Thursday 13 November 2008

Despondency and depression at the thought of the NHS

I really have a fear of getting ill and growing old in this country. The thought of ending up in some 'care' home in a grey turning off a motorway, shoved into a wheelchair to stare through a dirty window at a dirty, sodden, gloomy rainswept car park, fills me with dread. However, what is more horrendous is the thought of getting ill and being at the mercy of the NHS and even the private sector.

I noted in the weekend paper how Richard Branson revealed that he wouldn't allow his father to be operated on in an NHS hospital as he couldn't find one that wasn't riddled with MRSA. I'm not surprised. Nine years ago my father-in-law went into his local hospital in the south of England for an excrutiating backache. Four weeks later he was dead. He'd caught the deadly bug. It was only because the medical staff were presented with four professionals - his children - three of whom were solicitors, that they tried everything, they said, to save him. I balked at the tracheotomy. What was the point, I pondered, when he was obviously going to die in any event?

Last year, when Zach was taken into the local hospital, in extremis, unable to walk because of some mysterious illness where he had developed a ghastly rash over his legs and they had swollen so badly that he was in excrutiating pain, he was left in A&E in a wheelchair for four hours. This was after I had rushed him to hospital. On arrival I looked for a porter. None was to be found. I dashed into the hospital, searching for a wheelchair. There were none. This was a hospital! Finally, someone saw me desperately seeking help. They managed to find a wheelchair that was being used to house magazines - and this while the traffic warden was harrassing me to move my car.

So we stayed in A&E those hours until he was seen and I was almost completely wrecked at this stage - mania, drugs and now a mysterious illness had rendered me to the brink of my own breakdown. Zach was taken to a single room on another floor. There was the possibility that it was something highly contageous that he may have caught while travelling. The nurses wore plastic aprons and covered their mouths. The young doctor who examined Zach wore no coat or gloves. He carried a chart that he continued to fill in while making his exam. When he came out of the room (I had been watching him from behind the glass), he came over to me to shake my hand. He hadn't even washed his hands. Is it surprising, then, that MRSA is so prevalent in our hospitals when even the doctors don't even wash their hands after examining patients? Was this a one-off? I wonder. Richard Branson is surely right in his assessment but I don't even think it's better in the private sector here.

For a comparison, consider this: Yesterday afternoon my daughter had to go into the A&E department of a large hospital in Tel Aviv where she now lives. She'd been suffering terrible stomach cramps and felt simply awful. On admission they examined her (the doctors wear scrubs and coats and gloves). They took bloodwork immediately and x-rays. They told her that they wouldn't let her go until they diagnosed what was wrong. Within fifteen minutes she had the blood test results; within the same time the x-rays. They diagnosed what was wrong and, after having put things right, she was able to leave. The hospital was new, clean, bright and airy. It was efficient and even though she had to wait for over an hour to see someone, she had faith that they would be able to help. I have no faith here.

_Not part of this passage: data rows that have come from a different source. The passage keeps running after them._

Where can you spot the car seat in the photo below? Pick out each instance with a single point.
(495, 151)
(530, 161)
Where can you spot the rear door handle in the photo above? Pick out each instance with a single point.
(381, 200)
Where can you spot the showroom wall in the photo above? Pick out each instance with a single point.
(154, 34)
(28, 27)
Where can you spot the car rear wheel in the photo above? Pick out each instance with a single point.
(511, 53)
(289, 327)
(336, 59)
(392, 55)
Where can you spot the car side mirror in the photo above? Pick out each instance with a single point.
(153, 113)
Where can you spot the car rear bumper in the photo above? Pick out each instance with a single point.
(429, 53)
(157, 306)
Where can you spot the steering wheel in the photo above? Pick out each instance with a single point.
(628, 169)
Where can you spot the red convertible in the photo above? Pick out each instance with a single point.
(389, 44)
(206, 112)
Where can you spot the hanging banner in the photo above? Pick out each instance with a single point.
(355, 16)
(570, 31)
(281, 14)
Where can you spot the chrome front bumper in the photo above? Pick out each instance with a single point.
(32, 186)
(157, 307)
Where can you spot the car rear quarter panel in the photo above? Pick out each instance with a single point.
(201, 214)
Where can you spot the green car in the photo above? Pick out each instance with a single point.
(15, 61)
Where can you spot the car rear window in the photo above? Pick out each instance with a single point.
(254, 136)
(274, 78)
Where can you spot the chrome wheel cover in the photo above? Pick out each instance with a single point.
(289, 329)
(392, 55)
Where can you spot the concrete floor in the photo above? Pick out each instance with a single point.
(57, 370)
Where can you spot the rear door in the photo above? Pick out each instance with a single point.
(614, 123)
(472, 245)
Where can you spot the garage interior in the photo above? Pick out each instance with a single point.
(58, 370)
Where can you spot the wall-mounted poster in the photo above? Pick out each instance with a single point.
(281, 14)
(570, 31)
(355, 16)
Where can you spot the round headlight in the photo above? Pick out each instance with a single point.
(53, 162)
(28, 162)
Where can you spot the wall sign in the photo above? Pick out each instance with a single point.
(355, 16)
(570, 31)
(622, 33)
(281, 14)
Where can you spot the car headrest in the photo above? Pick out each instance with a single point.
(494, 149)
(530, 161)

It makes me despondent and depressed.

2 comments:

Nicola said...

For every ying there's a yang. A friend of mine has just had a truly terrible experience with her elderly father being taken ill in Tel Aviv. Quite the opposite from what you describe here. I guess there's an element of luck in all of this too.

Ros Morris said...

I think that what was more to the point with J was that she didn't have to spend the entire day in A&E before someone saw her and then, having had all the tests done, the results were there almost immediately! There's always going to be someone who has the reverse experience. I'm just pleased that, for the first time user, their health system worked!